Belgrade has obviously managed to buy time. This gives the sense to gatherings and rallies of support organised by the regime: both in strengthening negotiating positions and the beginning of the election campaign. It was not by mere chance that the Radicals recently observed that state television failed to broadcast the report from one of their gatherings "attended even by ministers", but carried all the others at which the Socialists and Leftists of the lower rank competed in patriotism.
However, the Americans and their western allies are not sitting on their hands either. If it is impossible to successfully exert pressure on Milosevic in Kosovo and concerning Kosovo, there are issues where it is possible.

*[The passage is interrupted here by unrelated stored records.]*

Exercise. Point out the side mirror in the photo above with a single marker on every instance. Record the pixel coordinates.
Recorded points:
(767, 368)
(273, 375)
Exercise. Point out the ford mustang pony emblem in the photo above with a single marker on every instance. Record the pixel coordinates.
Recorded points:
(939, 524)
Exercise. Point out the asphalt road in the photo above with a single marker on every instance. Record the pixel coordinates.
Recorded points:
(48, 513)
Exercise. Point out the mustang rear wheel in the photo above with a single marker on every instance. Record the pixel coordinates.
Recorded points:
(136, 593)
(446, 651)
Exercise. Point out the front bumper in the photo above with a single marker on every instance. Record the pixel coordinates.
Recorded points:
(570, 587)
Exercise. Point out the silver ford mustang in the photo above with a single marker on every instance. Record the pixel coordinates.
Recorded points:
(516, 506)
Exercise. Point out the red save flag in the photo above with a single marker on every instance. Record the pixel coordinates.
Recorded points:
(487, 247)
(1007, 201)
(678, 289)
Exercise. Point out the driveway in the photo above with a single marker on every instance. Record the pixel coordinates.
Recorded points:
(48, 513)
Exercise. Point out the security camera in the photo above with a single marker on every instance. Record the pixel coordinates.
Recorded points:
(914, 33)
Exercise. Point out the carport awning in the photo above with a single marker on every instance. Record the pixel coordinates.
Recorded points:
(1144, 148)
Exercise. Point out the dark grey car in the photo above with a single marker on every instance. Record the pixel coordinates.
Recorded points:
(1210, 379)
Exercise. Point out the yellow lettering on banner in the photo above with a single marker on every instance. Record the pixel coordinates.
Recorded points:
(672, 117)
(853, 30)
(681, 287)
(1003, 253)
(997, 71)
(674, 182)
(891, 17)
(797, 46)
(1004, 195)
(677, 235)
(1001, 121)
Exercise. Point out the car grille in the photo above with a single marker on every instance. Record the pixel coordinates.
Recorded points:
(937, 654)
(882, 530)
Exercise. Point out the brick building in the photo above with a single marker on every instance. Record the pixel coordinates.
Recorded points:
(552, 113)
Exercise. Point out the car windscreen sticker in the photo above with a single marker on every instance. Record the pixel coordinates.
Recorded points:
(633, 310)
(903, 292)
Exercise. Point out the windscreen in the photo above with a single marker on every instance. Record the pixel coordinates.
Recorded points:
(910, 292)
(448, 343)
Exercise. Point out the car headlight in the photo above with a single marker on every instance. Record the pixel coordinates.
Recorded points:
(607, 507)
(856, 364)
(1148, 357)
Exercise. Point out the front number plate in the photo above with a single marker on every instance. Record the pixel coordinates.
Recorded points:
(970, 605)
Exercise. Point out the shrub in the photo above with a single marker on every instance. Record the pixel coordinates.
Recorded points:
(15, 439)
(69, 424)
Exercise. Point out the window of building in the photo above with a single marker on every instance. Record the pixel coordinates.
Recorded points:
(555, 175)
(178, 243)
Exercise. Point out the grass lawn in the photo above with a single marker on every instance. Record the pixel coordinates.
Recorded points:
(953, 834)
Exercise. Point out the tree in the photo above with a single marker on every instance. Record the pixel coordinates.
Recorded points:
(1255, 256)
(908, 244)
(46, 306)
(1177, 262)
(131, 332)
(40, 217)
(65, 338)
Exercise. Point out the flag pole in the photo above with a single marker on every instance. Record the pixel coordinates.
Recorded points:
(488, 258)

Developments in Bosnian Serb Republic (Republika Srpska) on 5 March unfolded like in CNN short news: High Representative of the international community for Bosnia & Herzegovina Carlos Westendorp first relieved president of RS Radical Nikola Poplasen of duty, as stated for "abusing power, disregarding the will of the people, causing lasting instability..."; head arbitre for Brcko Roberts Owen proclaimed Brcko a self-administered and neutral district under international supervision; prime minister of RS Milorad Dodik, who Poplasen was unsuccessfully trying to remove from office ever since he had been elected, submitted his resignation because of the decision of the arbitration on Brcko; president of the three-member presidency of B&H, Socialist Zivko Radisic, decided not to perform his duties because of that... In the context of all that, it is now clear that by disarming the 311th brigade of the Army of Republika Srpska by SFOR NATO has ensured itself of every possible danger, because nobody can say that there have been just few threats from this side of the Drina, even if only Seselj's are taken into account.
How interconnected all this is, it is hard to tell with certainty, but it is almost certain that the diplomatic space of official Belgrade, which has gradually narrowed down every year, is now approaching its extreme limits. If all the former campaigns against the global "anti-Serb" conspiracy are compared, one could say that the never officially admitted anti-Americanism and generally anti-Western disposition have never reached such proportions. Some see in this resoluteness of Milosevic himself to go to the very end in his inflexibility even if it means air strikes; others however point out that after escalation of the conflict in Kosovo, Washington proclaimed him the main initiator of all crises in the region and now claim that in the background of his actions is his intention to make a bargain again "by force of muscles", in other words to become again the "main factor of peace and stability". After the debacle in Rambouillet and of the American initiative with Kosovo Albanians, arrival of the expert for bargaining with Milosevic - Richard Holbrooke - has been announced.
One thing is certain. In the past decade, this regime has provoked so much international odium that there will be no lack of pressure, blackmail and ultimatums, but also ears that will be deaf even for stands about which he is perfectly right. Milosevic has indeed ruined everything he and his closest followers have touched, so such an outcome is inevitable. The only thing official Belgrade can rely on are differences among great powers, that is the only thing he can gain from. History teaches us, however, that nobody fared well with such calculus.